Около одиннадцати облака распались на волокна, и поля заискрились на солнце под голубым небом.
На одной из станций, название ее было написано уже на двух языках, в вагон вошли три старые крестьянки, толстые, как бочки, во множестве черных юбок, доходящих до щиколоток, и в зеленых шерстяных платках на голове, топорщившихся наподобие монашеских чепцов, неприкрытым у них оставался только лоб да пальца в два шириной полоска жидких седых волос, расчесанных на прямой пробор и как бы приклеенных к голове сахарной водой. Они держали на коленях свои корзины с крышками, прижимая их к зеленым маленьким фартучкам, и неторопливо, с долгими паузами переговаривались на незнакомом Франциске языке. Она откинулась на сиденье и сквозь темные очки с любопытством рассматривала трех старушек, чьи морщинистые лица сходствовали между собой, как три зимних яблочка, они, словно сошли со страниц братьев Гримм, явились из далекого прошлого в старинных своих нарядах. (Ей и впоследствии не удавалось различать этих крестьянок, которые на велосипедах приезжали в Нейштадт за покупками, зимой и летом одинаково закутанные в платки и в свои семь юбок. Крепкие старушки с узловатыми жилами на руках сильными, мужскими взмахами выкашивали траву возле новых домов.)

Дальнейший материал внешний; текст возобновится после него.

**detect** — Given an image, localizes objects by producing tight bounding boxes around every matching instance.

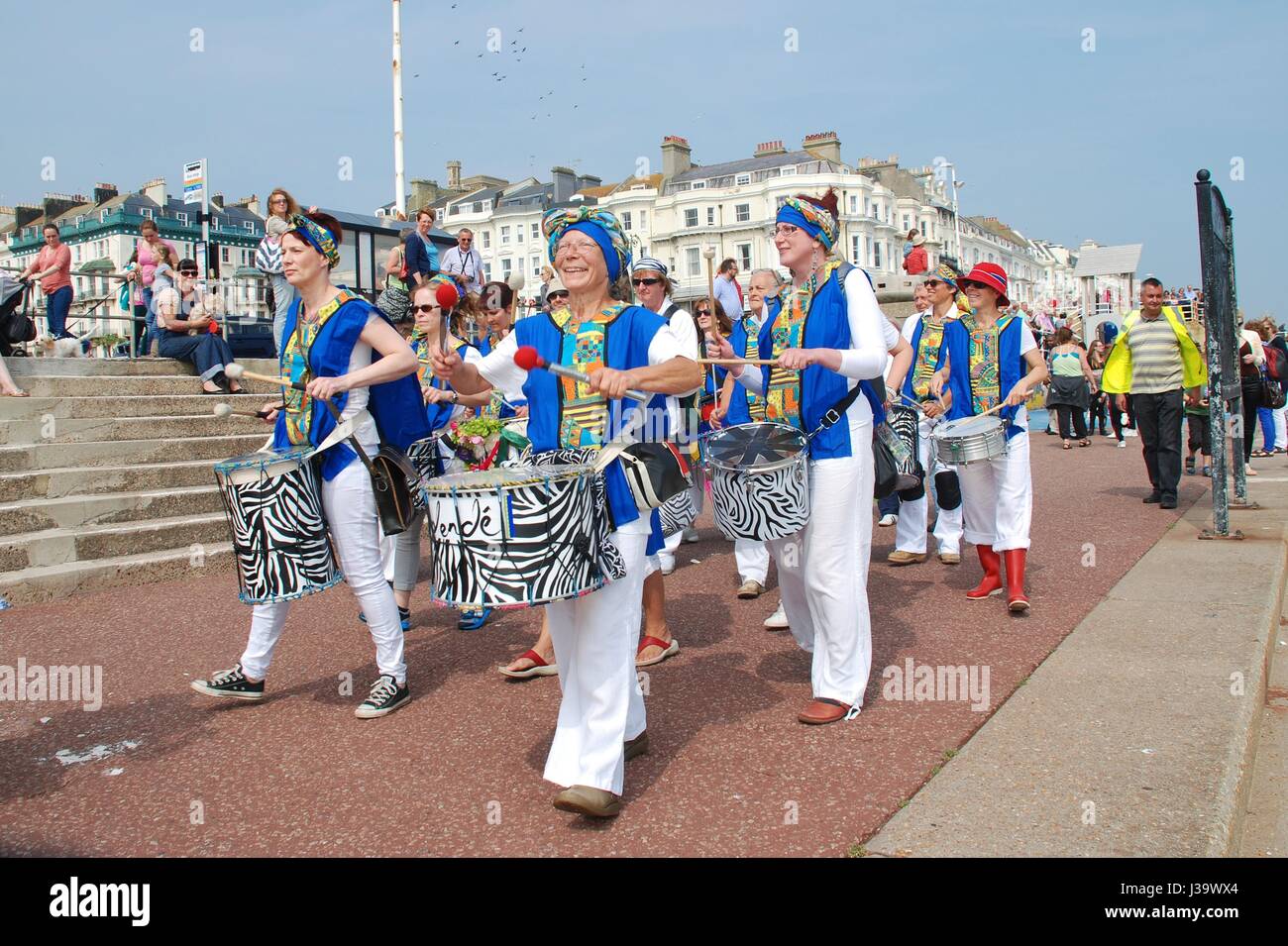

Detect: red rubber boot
[1002,549,1029,614]
[966,546,1002,601]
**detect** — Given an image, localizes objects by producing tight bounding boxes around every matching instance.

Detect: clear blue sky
[0,0,1288,321]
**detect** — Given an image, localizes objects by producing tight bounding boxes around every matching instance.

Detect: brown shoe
[555,786,622,817]
[796,697,850,726]
[886,549,926,565]
[622,730,648,762]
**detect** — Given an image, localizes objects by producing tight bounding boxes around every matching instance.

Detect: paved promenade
[0,434,1226,856]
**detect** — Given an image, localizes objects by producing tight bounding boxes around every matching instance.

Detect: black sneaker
[192,664,265,700]
[353,674,411,719]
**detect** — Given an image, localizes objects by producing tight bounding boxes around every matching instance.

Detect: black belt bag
[326,400,417,536]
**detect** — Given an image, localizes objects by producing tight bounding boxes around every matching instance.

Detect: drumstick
[224,365,304,391]
[514,345,653,404]
[215,404,284,420]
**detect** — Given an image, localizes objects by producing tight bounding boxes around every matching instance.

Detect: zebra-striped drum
[705,422,808,541]
[425,465,609,607]
[215,446,344,605]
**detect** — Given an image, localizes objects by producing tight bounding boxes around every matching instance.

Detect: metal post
[393,0,407,216]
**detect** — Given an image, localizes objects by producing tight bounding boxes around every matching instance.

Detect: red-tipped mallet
[514,345,653,404]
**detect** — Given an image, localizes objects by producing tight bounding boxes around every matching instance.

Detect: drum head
[707,423,806,469]
[934,414,1004,436]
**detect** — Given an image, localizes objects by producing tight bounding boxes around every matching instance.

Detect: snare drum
[425,465,609,607]
[930,414,1006,466]
[215,446,344,605]
[705,422,808,541]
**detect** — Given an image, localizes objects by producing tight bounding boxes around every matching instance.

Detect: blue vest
[273,296,430,480]
[936,315,1029,440]
[514,305,667,532]
[760,263,885,460]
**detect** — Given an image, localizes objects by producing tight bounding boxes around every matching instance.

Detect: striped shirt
[1125,315,1185,394]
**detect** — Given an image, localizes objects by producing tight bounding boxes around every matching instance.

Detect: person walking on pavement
[1102,278,1207,510]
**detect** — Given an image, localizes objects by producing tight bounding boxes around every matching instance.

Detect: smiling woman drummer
[930,263,1047,614]
[433,207,702,817]
[707,190,911,725]
[192,214,429,718]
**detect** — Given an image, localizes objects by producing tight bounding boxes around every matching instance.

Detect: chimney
[550,167,577,203]
[662,135,693,177]
[94,184,120,207]
[802,132,841,164]
[139,177,164,207]
[43,194,89,220]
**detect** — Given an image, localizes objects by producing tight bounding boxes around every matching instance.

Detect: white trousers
[894,416,962,555]
[545,530,648,795]
[733,539,769,584]
[241,460,407,683]
[768,450,873,705]
[957,431,1033,552]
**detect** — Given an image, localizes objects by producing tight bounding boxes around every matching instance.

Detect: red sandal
[635,636,680,667]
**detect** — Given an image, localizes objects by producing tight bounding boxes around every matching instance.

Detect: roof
[671,151,841,184]
[1073,244,1145,279]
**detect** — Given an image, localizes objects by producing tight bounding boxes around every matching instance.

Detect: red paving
[0,435,1207,856]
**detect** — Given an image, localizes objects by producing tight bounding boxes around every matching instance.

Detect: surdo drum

За жидкой полоской леса, чуждая и суетливая в этой сельской заброшенности, строительная площадка вгрызлась в рощи и поля – будущая электростанция, в стальном плетении ее залов вспыхивал синий огонь электросварки, а позади длинный ряд шедовых крыш, похожих на зубья пилы. Три трубы, четвертая – пока еще пень высотой в каких-нибудь двадцать метров – тонули в клубах дыма и пара, которые в морозном воздухе принимали форму облаков, лениво тянущихся по небу, точь-в-точь белые кучевые облачка летнего вечера. Старик с крючковатым носом, сидевший напротив Франциски, слегка нагнулся и сказал:
– Обратите внимание, фрейлейн, сейчас мы подъезжаем к стране черного снега.
Черный снег. Его слова произвели на нее впечатление, они звучали, как название романа, ей представилась мрачная прекрасная земля, и она, с высокомерием бездомной, вспомнила о Джанго; оседлом Джанго (слой сала под кожей, слой сала на душе), но глаза ее видели только бурые скелеты деревьев, стоячую воду заброшенных шахт, серый слой грязи, жирную угольную пыль в отвалах, плоские оползающие холмы, а носом она недоверчиво втянула едкий запах, проникший сквозь щели окна, который, когда поезд подошел к Нейштадту, стал плотным, почти осязаемым – адская вонь серы и тухлых яиц.
– Да, все нутро выворачивает, – сказал старик, сидевший напротив, с мрачным удовлетворением человека, пророчившего и, увы, напророчившего беду.
– Они отравляют воздух своим «компинатом»… Вы ведь не здешняя, фрейлейн?